JAKARTA - Purnomo Yusgiantoro Center (PYC) mengadakan serangkaian acara seminar daring (webinar) untuk memperingati ulang tahun yang ke-4. Webinar kali ini adalah webinar kedua yang dilakukan oleh PYC dan disiarkan langsung melalui saluran YouTube resmi PYC pada hari Sabtutanggal 20 Juni 2020 pukul 13.00-15.00 WIB.

Tema webinar ini adalah Geopolitik Energi di Laut Cina Selatan: Kekuatan Diplomasi dengan tiga orang narasumber yaitu Jendral TNI (Purn.) Dr. Moeldoko (Panglima TNI 2013-2014 & Wakil Gubernur Lemhannas 2011-2013), Muhammad Lutfi (Menteri Perdagangan 2014 & Duta Besar Indonesia untuk Jepang dan Federasi Micronesia 2010-2013), dan Andi Widjajanto, Ph.D. (Dosen FISIP UI & Menteri Sekretaris Kabinet Kerja 2014-2015), serta berperan sebagai moderator adalah Dr.Alexander Wibowo (Dewan Pengawas PYC dan juga Dosen Hukum Universitas Pelita harapan).

Acara diawali dengan sambutan singkat oleh chairperson PYC, Filda C. Yusgiantoro, Ph.D,yang juga mengumumkan pemenang lomba “PYC 4th Anniversary Paper Competition 2020” dan menginformasikan wajah baru website PYC (https://www.purnomoyusgiantorocenter.org/).

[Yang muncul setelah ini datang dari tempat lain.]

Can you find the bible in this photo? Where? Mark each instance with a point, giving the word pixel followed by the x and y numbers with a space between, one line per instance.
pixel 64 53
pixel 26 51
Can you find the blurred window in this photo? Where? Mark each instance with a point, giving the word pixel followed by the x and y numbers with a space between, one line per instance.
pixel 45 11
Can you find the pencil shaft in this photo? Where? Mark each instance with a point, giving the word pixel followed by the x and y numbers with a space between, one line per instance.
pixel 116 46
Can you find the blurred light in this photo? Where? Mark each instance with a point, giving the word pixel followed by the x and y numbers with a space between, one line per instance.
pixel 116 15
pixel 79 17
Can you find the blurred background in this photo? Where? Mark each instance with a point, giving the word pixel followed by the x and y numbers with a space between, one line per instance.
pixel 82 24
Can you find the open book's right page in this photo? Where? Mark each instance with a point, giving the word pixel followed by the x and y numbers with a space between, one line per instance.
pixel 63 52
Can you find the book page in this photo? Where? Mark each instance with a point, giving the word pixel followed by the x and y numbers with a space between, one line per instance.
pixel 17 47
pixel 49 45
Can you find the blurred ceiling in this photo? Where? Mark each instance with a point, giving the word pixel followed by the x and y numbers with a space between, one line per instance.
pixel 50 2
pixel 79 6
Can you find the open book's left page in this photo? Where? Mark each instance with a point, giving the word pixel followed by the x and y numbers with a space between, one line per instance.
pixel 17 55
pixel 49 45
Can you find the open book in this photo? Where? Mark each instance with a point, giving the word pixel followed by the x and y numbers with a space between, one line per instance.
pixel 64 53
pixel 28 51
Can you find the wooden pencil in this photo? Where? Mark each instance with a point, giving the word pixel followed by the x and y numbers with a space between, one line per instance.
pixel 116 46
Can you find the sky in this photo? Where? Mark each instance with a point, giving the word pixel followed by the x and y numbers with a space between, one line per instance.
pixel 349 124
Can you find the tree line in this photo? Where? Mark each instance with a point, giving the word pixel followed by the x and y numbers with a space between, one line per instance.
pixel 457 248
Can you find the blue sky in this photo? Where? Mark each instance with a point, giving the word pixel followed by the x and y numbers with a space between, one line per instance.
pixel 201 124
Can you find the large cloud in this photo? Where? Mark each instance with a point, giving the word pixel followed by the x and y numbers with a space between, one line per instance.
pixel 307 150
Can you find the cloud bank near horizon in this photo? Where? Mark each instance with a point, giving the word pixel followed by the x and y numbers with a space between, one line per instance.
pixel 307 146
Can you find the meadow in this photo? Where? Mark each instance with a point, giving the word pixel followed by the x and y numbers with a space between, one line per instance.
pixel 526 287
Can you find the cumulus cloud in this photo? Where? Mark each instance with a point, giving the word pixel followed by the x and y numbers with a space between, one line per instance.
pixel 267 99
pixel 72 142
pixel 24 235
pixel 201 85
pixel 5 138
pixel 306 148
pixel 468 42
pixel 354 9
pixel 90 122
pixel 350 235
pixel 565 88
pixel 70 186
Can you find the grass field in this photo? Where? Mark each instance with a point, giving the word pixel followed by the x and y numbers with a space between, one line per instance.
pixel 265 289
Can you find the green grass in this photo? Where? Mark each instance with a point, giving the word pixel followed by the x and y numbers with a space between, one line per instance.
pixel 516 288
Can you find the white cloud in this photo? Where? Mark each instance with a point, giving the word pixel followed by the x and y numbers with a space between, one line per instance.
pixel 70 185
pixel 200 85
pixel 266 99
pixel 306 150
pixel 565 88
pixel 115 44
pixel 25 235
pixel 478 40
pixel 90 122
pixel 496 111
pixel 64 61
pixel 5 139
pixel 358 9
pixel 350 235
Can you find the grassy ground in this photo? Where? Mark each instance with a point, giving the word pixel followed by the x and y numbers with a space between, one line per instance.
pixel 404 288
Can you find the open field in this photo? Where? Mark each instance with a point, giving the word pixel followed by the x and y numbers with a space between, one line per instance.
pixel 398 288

Pendiri PYC & Pionir Universitas Pertahanan Indonesia, Prof. Purnomo Yusgiantoro, Ph.D. menyinggung bahwa saat ini situasi geopolitik di Laut Cina Selatan semakin panas. Ada tiga kapal induk dari Amerika Serikat yang diturunkan dan Cina sendiri juga telah menggelar beberapa kapal perang. Situasi seperti ini hendaknya diselesaikan dengan soft power atau dengan jalan diplomasi. Indonesia sebenarnya tidak terlibat langsung seperti enam negara yang berkonflik mengenai wilayah kedaulatan. Namun, kita dekat sekali dengan dengan wilayah yang bersinggungan. “Seperti kita ketahui di Laut Natuna terdapat lapangan gas terbesar di pasifik. Pemerintah mulai mengantisipasi dengan hard power, gelar kekuatan pertahanan di Laut Natuna,” kata Purnomo.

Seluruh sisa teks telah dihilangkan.